To give a bit of context I'm expecting between 1000 and 10000 users.
I have at least 3 "layers": A, B, C
"A" could be "consulting companies", each with different clients "B", each with several projects "C".
One user might need to see an overview of all the projects managed by his company "A". Another just the ones of one of the companies "B". Another just project "A". Some users might be granted more fine grained detail on each level (maybe a user has fine grained level on "B" level but does not see anything on "A" level). Some users might have only read permission, others read and modify, others read, modify and create.
In the end I might end up with 100000 or one million "objects" to which I have to grant read/write/delete/modify permission.
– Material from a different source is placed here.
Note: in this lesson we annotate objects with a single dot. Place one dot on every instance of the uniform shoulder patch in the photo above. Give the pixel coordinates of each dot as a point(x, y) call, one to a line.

I have to choose between a relatively simple Voters system or a full-fledged ACL. I noticed that ACL is not that well documented, despite seeming pretty powerful. I almost discarded Voters, but then I read this article which made me change my mind. Quote from the article:
This is typically what you think of when you talk about ACL: the ability to say that “this user” has access to “edit” some “object”. In Symfony2, you can leverage a custom voter to use whatever complex business logic you have to determine this.
According to the article you can use Voters for this as:
One other commonly-unknown property of isGranted is that there’s a second argument, which is any type of “object”
So here are my questions considering the context I've exposed:
1) Will the Voters option grant all the flexibility I need?
2) Will be ok performance wise (ACL specifically states that even with millions of objects there is no performance decay, I have doubts on Voters)
3) If I opt for Voters, can I safely use the FOSUserBundle, despite being specified something related with Symfony 1.2?